A shrunken, stunted America where they control everything in a vice grip is, in their minds, far preferable to a strong, prosperous America where they are one voice among many, drowned out by the more cosmopolitan and educated among us.
They would rather rule over a ruin than share power in an empire. They would rather be a big fish in a small pond than a medium-sized fish in a teaming lake.
There are many drivers behind that misanthropy—Boredom with prosperity, simple jealousy, religious fanaticism, existential angst—but it’s the one lodestar that seems to adequately explain how self-destructive, how vengeful and purposelessly nihilistic, MAGA is.
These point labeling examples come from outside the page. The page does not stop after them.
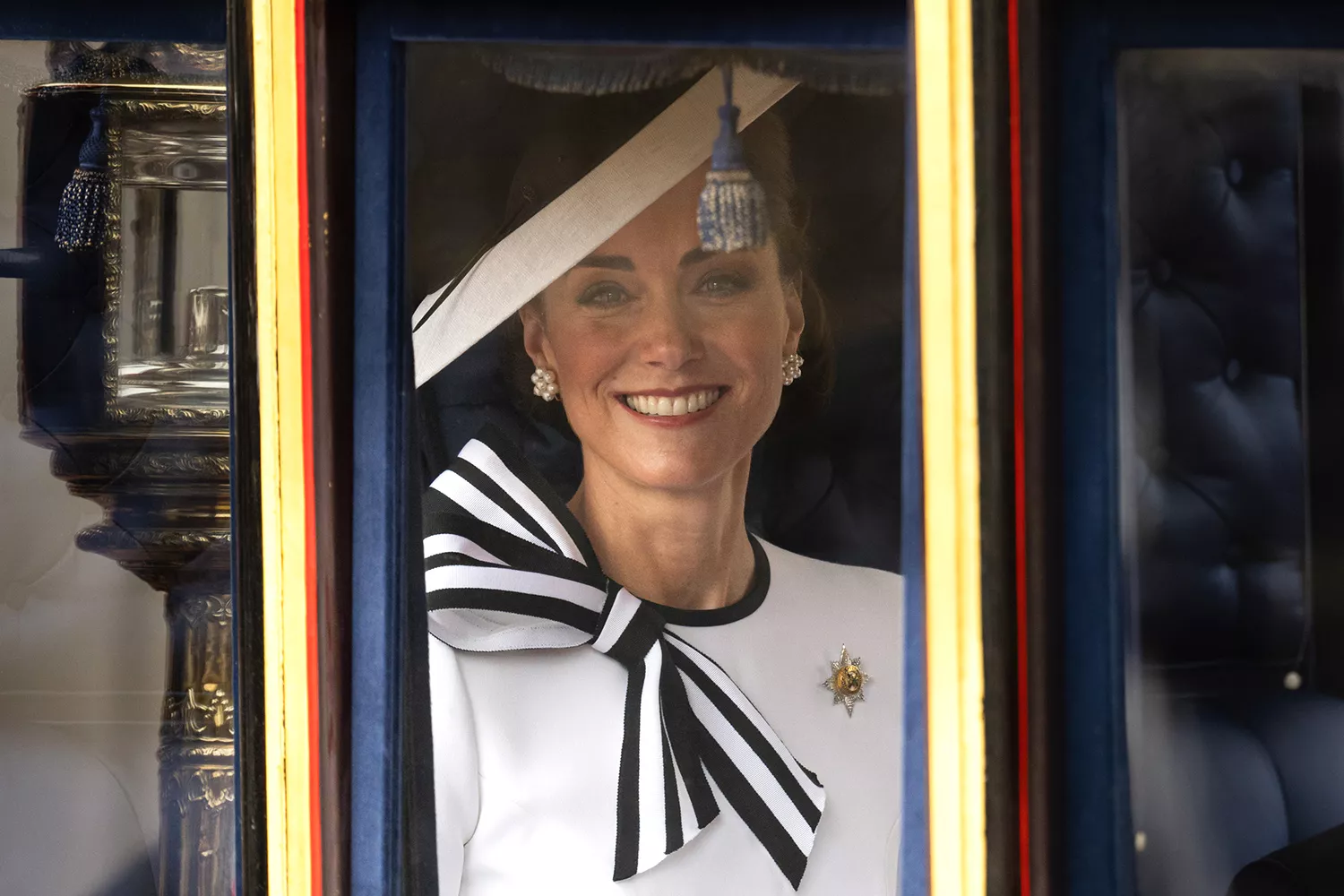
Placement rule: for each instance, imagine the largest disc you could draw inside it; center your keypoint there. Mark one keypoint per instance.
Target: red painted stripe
(1019, 444)
(309, 509)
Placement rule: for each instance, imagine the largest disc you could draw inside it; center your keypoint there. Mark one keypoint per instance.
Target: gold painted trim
(945, 134)
(284, 481)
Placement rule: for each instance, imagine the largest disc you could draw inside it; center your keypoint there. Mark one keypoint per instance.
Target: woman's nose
(669, 335)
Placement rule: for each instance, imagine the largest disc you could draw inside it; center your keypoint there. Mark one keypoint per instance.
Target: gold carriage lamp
(125, 378)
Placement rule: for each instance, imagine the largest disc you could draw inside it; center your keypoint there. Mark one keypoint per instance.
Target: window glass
(116, 614)
(691, 371)
(1231, 203)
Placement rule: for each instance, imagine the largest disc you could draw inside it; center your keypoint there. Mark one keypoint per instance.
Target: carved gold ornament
(847, 680)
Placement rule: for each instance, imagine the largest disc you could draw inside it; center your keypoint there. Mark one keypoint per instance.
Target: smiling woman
(633, 689)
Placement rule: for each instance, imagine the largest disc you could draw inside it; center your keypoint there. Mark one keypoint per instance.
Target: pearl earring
(545, 384)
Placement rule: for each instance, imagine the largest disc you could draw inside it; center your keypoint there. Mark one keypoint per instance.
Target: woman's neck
(687, 549)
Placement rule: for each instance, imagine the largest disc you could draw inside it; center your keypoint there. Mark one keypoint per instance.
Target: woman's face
(668, 358)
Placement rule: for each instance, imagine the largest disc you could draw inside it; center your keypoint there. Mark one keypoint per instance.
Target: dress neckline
(737, 610)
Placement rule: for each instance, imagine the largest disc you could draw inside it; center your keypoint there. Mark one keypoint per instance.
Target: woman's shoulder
(854, 584)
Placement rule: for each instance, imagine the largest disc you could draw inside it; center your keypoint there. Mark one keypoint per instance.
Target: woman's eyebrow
(695, 257)
(610, 263)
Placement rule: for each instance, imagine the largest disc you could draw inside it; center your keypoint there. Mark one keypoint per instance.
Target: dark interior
(1231, 207)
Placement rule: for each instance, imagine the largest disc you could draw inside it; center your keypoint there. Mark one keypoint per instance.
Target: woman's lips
(664, 405)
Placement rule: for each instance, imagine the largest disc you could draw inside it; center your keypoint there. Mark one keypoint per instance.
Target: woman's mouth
(672, 405)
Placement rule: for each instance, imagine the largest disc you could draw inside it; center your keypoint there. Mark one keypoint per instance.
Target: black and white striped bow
(507, 567)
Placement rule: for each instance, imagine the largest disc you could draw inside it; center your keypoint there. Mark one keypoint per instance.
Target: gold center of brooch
(847, 680)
It also explains why a small but critical faction of the far left is either ambivalent or outright allied with MAGA. The “big fish little pond” mentality is, if nothing else, what drives Jill Stein, and what drove Ralph Nader in the past. But that’s a subject for a whole new thread.
2.) I don’t think Gretchen Whitmer herself consciously, sincerely believes tariffs will lead to a “revival of manufacturing”.
I think she’s just trapped by the essential fantastical world that one must vocally buy into if one is to be a successful local politician, in certain places.
In Michigan, you cannot get elected if you do not repeat the catechism that “NAFTA is the worst thing to ever happen to manufacturing jobs.”
You cannot gain purchase with any number of voters if you do not talk about free trade and free flow of goods as if it were the Devil himself. They simply do not want to hear you.
I think it’s not so much a matter of economic reasoning for those voters, quite honestly, as it is an issue of loss and grief.
They’re not looking for politicians or leaders that will maximize their prosperity or well-being. (They tried that stuff; it was dissatisfying.)
They’re looking for leaders who will channel their sense of anger at losing the past, angst at the passage of time. They feel they were wronged by change, writ large, quite simply, and they want punishment.
When Whitmer does things like give qualified praise to Trump’s trade war, she’s appealing to that emotional, glandular vibe in her voters, not making a reasoned economic argument about manufacturing and trade. She’s, again, kinda trapped by it.
Honestly, I have no idea what to do about dysfunctional politics like that.
Electing other leaders, and empowering other, less fantasy-driven voters, is a start, I guess. (Jared Polis, for all his (mild) faults, is a good counter-example.)